Court Opinion

ID: 6899306
Source: CourtListenerOpinion
Date Created: 2022-07-23 21:53:18.938231+00
Date Added: 2024-06-11T16:06:06.939781
License: Public Domain

STEPHENS, Associate Justice
(concurring).
Except for the fact that under the agreement between Warner Bros. Pictures, Inc., and the Distributing Corporation the legal title to the films remains in Warner Bros., I think the separate corporate entity of the Distributing Corporation would insulate Warner Bros, from the tax — there being no contention, or basis therefor (since the Distributing Corporation was formed before the tax statute was enacted), that the Distributing Corporation was formed for the purpose of tax avoidance.
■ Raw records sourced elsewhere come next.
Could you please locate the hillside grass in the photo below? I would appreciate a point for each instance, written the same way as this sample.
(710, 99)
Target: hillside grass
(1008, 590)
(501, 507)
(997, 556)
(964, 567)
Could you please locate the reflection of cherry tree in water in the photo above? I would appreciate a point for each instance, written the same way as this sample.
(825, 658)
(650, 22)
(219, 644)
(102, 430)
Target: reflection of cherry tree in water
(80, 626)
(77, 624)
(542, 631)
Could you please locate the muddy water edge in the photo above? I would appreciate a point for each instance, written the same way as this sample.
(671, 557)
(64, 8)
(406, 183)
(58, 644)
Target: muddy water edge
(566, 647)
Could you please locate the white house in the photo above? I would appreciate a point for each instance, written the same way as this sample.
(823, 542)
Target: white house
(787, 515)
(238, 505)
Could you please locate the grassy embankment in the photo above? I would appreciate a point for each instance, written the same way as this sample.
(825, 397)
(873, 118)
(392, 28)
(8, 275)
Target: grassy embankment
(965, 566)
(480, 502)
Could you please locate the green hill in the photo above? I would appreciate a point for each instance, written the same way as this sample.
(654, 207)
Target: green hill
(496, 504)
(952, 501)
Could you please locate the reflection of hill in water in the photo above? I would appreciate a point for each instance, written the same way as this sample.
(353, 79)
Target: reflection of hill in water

It is true, as urged by Warner Bros., that the Distributing Corporation under the agreement has in practical effect an owner’s power over the use of the films and that eventually they are junked and the junk value paid to the Distributing Corporation; it is true also that the Distributing Corporation treats the films as its own in personal property tax returns in the District of Columbia. Nevertheless, during the period of their use in the District of Columbia ownership of the films is in Warner Bros. Legal title is expressly retained. That is a fact which cannot be ignored. The statute taxes the “income from District of Columbia sources of every corporation, whether domestic or foreign . . . ” D. C. Code (1940) § 47-1502(b), and defines gross income to include “gains, profits, and income derived from . . . dealings in property, whether real or personal, growing out of the ownership, or use of, or interest in, such property . . D. C. Code (1940) § 47-l504(a). Thus the income in question in the case is derived from the use of Warner Bros.’ property, and this use is in the District of Columbia and the income is therefore from a District of Columbia source.